President Donald Trump, joined by Commerce Secretary Wilbur Ross, left, and Attorney General William Barr, speaks during an event about the census in the Rose Garden at the White House in Washington, Thursday, July 11, 2019. (AP Photo/Carolyn Kaster)
Trump backs away from 2020 census citizenship question
02:18 - Source: CNN
Washington CNN  — 

US Department of Homeland Security officials will share individual citizenship data with the Census Bureau, according to a recent privacy notice from the department.

It’s an undertaking assigned by President Donald Trump, who last summer announced the administration would abandon its effort to add a citizenship question to the 2020 census form after a legal battle that ended up in the Supreme Court.

Trump ordered the Census Bureau to compile citizenship data through existing government data, known as administrative records.

The records from US Citizenship and Immigration Services and Customs and Border Protection will match up with other demographic data the Census Bureau and Commerce Department capture on each citizen and individual in the country.

The expected result is detailed statistics on where voting age citizens live. Commerce Secretary Wilbur Ross said that in the 2010 Census, officials were able to match administrative records with 88.6% of the population.

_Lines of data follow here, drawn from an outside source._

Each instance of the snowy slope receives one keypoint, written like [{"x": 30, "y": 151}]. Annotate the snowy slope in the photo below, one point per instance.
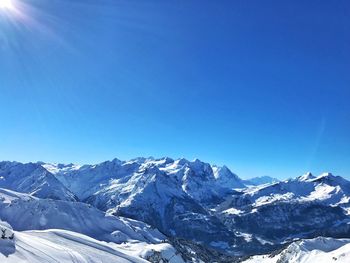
[
  {"x": 321, "y": 250},
  {"x": 32, "y": 178},
  {"x": 164, "y": 193},
  {"x": 25, "y": 212},
  {"x": 260, "y": 180},
  {"x": 63, "y": 246},
  {"x": 304, "y": 207},
  {"x": 66, "y": 246}
]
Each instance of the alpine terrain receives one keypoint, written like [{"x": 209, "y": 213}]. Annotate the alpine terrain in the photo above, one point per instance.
[{"x": 166, "y": 210}]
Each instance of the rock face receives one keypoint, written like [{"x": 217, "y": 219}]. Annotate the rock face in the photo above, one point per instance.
[{"x": 190, "y": 200}]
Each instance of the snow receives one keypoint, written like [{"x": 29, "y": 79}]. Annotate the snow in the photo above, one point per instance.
[
  {"x": 63, "y": 246},
  {"x": 232, "y": 211}
]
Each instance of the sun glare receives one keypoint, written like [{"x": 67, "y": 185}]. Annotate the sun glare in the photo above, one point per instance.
[{"x": 6, "y": 4}]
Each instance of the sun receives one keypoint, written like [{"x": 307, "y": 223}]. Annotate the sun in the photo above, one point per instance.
[{"x": 6, "y": 4}]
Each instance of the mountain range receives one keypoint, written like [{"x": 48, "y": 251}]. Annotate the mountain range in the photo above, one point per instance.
[{"x": 166, "y": 209}]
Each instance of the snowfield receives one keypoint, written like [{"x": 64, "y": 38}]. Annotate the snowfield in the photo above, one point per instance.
[{"x": 167, "y": 210}]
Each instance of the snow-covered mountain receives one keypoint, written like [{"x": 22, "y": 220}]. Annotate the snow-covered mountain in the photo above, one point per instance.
[
  {"x": 34, "y": 179},
  {"x": 321, "y": 250},
  {"x": 304, "y": 207},
  {"x": 164, "y": 193},
  {"x": 260, "y": 180},
  {"x": 192, "y": 201}
]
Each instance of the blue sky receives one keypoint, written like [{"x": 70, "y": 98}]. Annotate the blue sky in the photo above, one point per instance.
[{"x": 261, "y": 86}]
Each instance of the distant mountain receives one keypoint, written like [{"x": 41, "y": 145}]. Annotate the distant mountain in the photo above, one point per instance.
[
  {"x": 304, "y": 207},
  {"x": 34, "y": 179},
  {"x": 193, "y": 201},
  {"x": 260, "y": 180},
  {"x": 164, "y": 193}
]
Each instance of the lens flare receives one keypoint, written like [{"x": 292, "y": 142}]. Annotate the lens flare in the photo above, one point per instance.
[{"x": 6, "y": 4}]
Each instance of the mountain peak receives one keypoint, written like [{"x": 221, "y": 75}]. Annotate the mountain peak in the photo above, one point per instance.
[{"x": 306, "y": 177}]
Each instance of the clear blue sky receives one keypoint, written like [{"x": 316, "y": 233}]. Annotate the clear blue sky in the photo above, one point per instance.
[{"x": 261, "y": 86}]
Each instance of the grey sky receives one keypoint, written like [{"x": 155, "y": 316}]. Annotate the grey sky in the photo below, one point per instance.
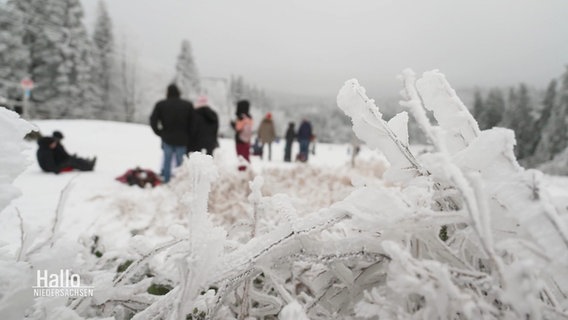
[{"x": 313, "y": 46}]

A similar rate would leave about 27 million people for whom the Census Bureau must make an estimated guess about citizenship status.

The Justice Department requested the data to enforce voting protections. But disclosures in lawsuits revealed the involvement of a consultant who found re-drawing congressional districts while taking into account citizenship would be “advantageous to Republicans and Non-Hispanic Whites.”

The administrative records are also being challenged in a lawsuit that accuses the President and Ross of being “motivated by a racially discriminatory scheme to reduce Latino political representation and increase the overrepresentation of non-Latino Whites, thereby advantaging White voters at Latino voters’ expense.” The government has asked a federal court to dismiss that lawsuit.

The DHS notice was first reported by the website Federal Computer Week.

It was published in mid-December and says there is “no opportunity to consent to sharing or opt out of having an individual’s information shared.” Census officials face prosecution for sharing an individual’s personal data or making other unauthorized disclosures.